9.8.         Integration. This Agreement, together with the Order Form(s) which incorporate these terms, constitutes the final and exclusive agreement between the parties as to the matters described in it. This Agreement supersedes all prior proposals, negotiations, conversations, discussions, understandings, representations, or agreements between the parties concerning its subject matter. Without limiting the generality of the foregoing, TransLoc will not be bound by any standard or printed or referenced terms produced by Customer, including but not limited to terms included or referenced in any of Customer’s purchase orders.

9.9.         Severability.
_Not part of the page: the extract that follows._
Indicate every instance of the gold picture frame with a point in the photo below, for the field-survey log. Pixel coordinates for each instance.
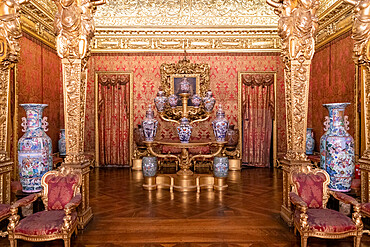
(131, 111)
If any term, provision, or condition of this Agreement is held to be invalid or unenforceable, the other provisions of this Agreement will be unimpaired and the invalid or unenforceable provision will be deemed modified so that it is valid and enforceable to the maximum extent permitted by law.

9.10.      Promotion Rights. No public statements concerning the existence or terms of this Agreement will be made or released to any media except with the prior approval of both parties or as required by law. With Customer’s prior approval, approval of which will not be unreasonably withheld by the Customer, TransLoc may publicize its relationship with Customer for marketing and promotion purposes, which may include issuing a press release, mentioning the relationship on the TransLoc website (in each case by disclosing Customer’s name, general information and/or a link to Customer’s website), and/or list Customer as a user of the Service.

9.11.      Relationship. In making and performing this Agreement, TransLoc and Customer act and shall act at all times as independent contractors and nothing contained in this Agreement shall be construed or implied to create an agency, partnership, joint venture, or employer and employee relationship between TransLoc and Customer.

9.12.      Document. Neither this Agreement nor any of the matters set forth herein or in the schedules will be construed against either party by reason of the drafting or preparation thereof. Headings herein are for convenience of reference only and shall in no way affect interpretation of this Agreement.